C'est donc qu'il en a volé une. Cela se voit bien sur la photo originelle. On
fera rejouer la scène pour la postérité. N'empêche! Elle avait de la gueule!
Mais quoi! la vie est toujours la plus forte. Elle se
fraye un passage, massacrant tout à l'entour, le souvenir et l'oubli. J'y
pensais dans mes flâneries le long des rues méconnaissables de Berlin, de ses
chantiers, de ce qui reste encore de terrains vagues où les pissemlits le
disputent aux marteaux piqueurs et aux grues.
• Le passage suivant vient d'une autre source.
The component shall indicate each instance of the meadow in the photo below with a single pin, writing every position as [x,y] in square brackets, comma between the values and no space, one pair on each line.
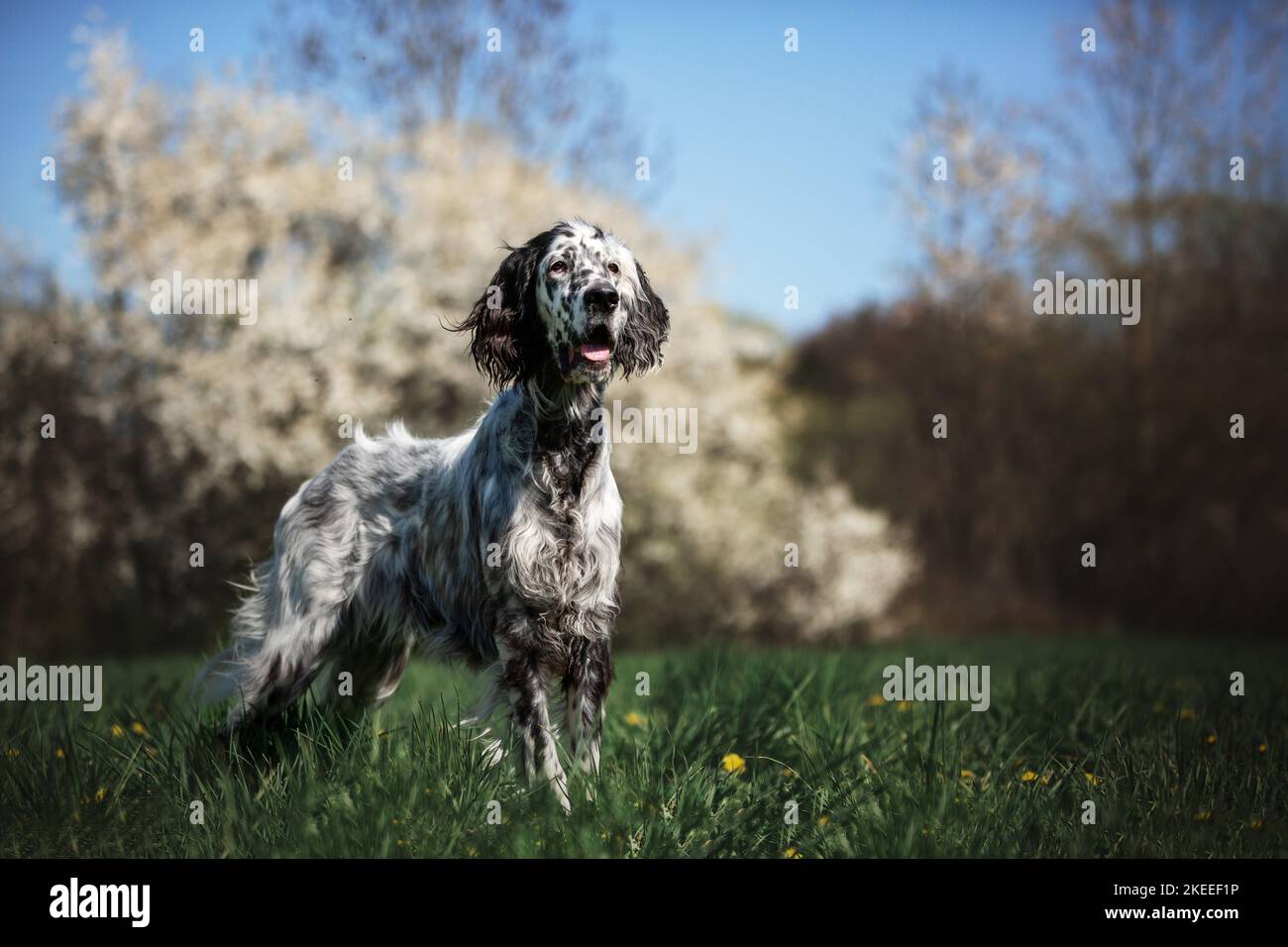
[732,753]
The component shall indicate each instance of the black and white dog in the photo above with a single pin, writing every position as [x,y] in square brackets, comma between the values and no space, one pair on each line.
[500,545]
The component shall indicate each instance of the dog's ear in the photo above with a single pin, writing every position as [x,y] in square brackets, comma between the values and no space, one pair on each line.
[503,322]
[639,350]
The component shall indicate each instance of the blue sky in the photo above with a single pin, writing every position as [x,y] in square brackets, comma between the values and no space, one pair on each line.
[785,159]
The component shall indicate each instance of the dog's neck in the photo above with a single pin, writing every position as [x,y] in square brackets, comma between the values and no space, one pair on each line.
[568,431]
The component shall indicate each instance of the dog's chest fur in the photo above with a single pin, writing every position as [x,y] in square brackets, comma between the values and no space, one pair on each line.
[562,544]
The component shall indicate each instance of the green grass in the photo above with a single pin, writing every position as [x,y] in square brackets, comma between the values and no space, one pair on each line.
[870,780]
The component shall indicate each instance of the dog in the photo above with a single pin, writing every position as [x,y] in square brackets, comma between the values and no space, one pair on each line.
[498,547]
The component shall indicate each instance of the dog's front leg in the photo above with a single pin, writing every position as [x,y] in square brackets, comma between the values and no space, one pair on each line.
[529,723]
[590,672]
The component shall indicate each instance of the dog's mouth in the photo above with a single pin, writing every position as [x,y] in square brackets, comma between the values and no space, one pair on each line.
[593,354]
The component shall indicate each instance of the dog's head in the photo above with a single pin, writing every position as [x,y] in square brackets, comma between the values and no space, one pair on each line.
[572,302]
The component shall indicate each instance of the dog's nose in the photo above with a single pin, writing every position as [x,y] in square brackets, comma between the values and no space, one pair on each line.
[601,298]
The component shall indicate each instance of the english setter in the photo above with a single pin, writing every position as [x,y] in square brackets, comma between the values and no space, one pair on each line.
[500,545]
Finalement j'ai ouvert cette brocante rue Rosa
Luxembourg. J'ai hésité longtemps. Il y avait un autre magasin de libre près de
la Savigny Platz. Très chique, la Savigny Platz, avec les arcades du
métro aérien, les nouveaux cafés, les restaurants italiens, sa librairie d'art,
et la place elle-même qui ne manque pas de charme. Le loyer en était beaucoup
plus élevé qu'à l'est mais c'est un endroit de galeries. Je n'aurais quasiment
pas à me "faire" ma clientèle, tandis qu'à l'est... Précisément je
voulais m'établir dans le Mitte en pleine rénovation. Le nom de Rosa Luxembourg
me plaisait. Il me rattachait à l'histoire de mon père, à ces militants
antifascistes héritiers du Spartakisme et dont les plaques arrachées
finissaient, elles aussi dans les nouvelles poubelles de l'histoire, c'est à
dire dans ma boutique. J'aime ce quartier. En haut de la Volksbuhne , il
y OST, et ces trois lettres s'illuminent le soir. C'est d'abord elles qu'on
voit, les soirs d'été, quand, en haut de la tour de la télévision, on va manger
du canard aux girolles. Sur la façade
du théâtre, une banderole: " Ohne Glauben Leben!", le
nouveau programme de vie des gens du quartier. A l'entrée de la Karl
Liebknecht Haus , une minuscule statue de Rosa Luxemburg. On pourrait se
cogner dedans quand on entre dans la librairie qui occupe le rez-de-chaussée.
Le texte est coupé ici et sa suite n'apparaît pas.